This is one of the most common types of business entity structures. It is also the easiest to form and maintain, and offers complete managerial control to the owner. However, the owner is also personally liable for all financial obligations of the business.

  • Tax Advantages
    • Income and expenses are included on the 1040 so there is no separate form to file.
    • Business losses may offset other income earned on the 1040.
  • Tax Disadvantages
    • You pay both the employee and employer portions of employment taxes on your self-employed income. This is typically 15.3%.
    • It is unincorporated, which means there is no legal separation between you and your business. Since you are personally responsible for your business’ liabilities, your personal assets may be at risk.

Corporation

A corporation receives a certificate of incorporation and is considered legally separate from owners. It is the most complex and expensive entity to create and maintain, but it offers the most protection of all entities.

  • Tax Advantages
    • Owners avoid any personal liability and personal assets are not at risk.
    • Currently, corporations have a flat tax rate of 21%. This tax is paid at the corporate level, with no corporate tax paid by owners.
  • Tax Disadvantages
    • Any earnings distributed to shareholders are taxed at individual tax rates on the shareholder’s individual tax return. This leads to double taxation of the same earnings – once at the corporate level and again at the individual level.

S Corporation

One way to avoid the double taxation of a corporation is to elect to be taxed as an S Corporation.  An S Corporation has several appealing tax benefits and provides business owners with the liability protection of a corporation.

  • Tax Advantages
    • Income and losses are passed through to shareholders and included on their individual tax returns.  There is no tax paid at the corporate level.
    • An S Corporation may be eligible for a qualified business income deduction of up to 20% of qualified business income.
  • Tax Disadvantages
    • Since income is taxed at the individual level, the tax rate may be higher than the flat corporate tax rate of 21%.
    • S Corporation shareholders must be paid reasonable wages, which generally means wages are comparable to what would be paid to someone else to do the same job. This results in additional taxable income to the individual, plus an additional expense in the form of wages and payroll taxes for the corporation.

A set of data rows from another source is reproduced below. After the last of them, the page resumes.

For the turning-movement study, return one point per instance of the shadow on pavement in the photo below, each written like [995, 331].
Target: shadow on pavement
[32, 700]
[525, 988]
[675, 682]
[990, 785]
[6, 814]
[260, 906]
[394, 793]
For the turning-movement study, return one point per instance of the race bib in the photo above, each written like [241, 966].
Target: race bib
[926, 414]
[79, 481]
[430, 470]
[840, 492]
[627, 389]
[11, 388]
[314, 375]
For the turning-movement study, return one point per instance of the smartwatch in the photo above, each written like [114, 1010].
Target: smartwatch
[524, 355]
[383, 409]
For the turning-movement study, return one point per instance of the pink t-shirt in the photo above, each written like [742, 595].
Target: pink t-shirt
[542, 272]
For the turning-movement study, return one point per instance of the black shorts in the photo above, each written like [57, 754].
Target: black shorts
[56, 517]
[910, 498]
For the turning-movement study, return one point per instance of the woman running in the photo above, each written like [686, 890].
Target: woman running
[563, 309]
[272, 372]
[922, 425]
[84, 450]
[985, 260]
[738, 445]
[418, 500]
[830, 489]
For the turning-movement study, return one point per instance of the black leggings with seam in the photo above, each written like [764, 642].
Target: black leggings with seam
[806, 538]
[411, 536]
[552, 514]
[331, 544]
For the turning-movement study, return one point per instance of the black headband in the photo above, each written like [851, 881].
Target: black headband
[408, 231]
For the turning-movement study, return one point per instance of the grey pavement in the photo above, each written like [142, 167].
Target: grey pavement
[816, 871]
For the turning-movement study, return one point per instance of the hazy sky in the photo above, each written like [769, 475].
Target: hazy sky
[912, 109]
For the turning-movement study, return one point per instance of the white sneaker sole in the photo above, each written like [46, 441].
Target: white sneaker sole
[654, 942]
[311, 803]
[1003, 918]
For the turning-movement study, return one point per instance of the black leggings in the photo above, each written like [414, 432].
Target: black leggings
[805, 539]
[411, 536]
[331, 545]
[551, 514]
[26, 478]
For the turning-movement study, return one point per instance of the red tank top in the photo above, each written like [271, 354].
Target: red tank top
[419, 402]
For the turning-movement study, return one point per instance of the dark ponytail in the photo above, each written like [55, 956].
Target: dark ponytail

Limited Liability Company (LLC)

An LLC is a popular entity structure for small to medium-sized transportation businesses. It is a form of a partnership allowing owners to limit personal liabilities. LLCs were created to provide business owners with the liability protection that corporations benefit from, without the burden of double taxation.

  • Tax Advantages
    • Income and losses are passed through to the partners and included on their individual tax returns. There is no tax paid at the entity level.
    • An LLC may be eligible for a qualified business income deduction of up to 20% of qualified business income.
  • Tax Disadvantages
    • You pay BOTH the employee and employer portions of employment taxes on your self-employed income. This is typically 15.3%.

Questions?

There are several factors you should consider when selecting an entity structure for your transportation business – liability, tax implications, cost of formation and ongoing administration, flexibility and control. With the recent Tax Reform, taxation has been brought to the forefront in making and rethinking this decision for transportation business owners.

If you are planning to start a new transportation business, you will need to decide what type of entity structure you want. As discussed, there are several advantages and disadvantages to each entity so it is important you do your research and contact a professional with experience. If you are an established transportation business, the Smith Schafer team can analyze your situation, advise you on the advantages and disadvantages of each option and provide a structure analysis.

Partner with an experienced team of cpas to help you create saving opportunities both now and in the future. Contact us today to schedule a consultation about your transportation business.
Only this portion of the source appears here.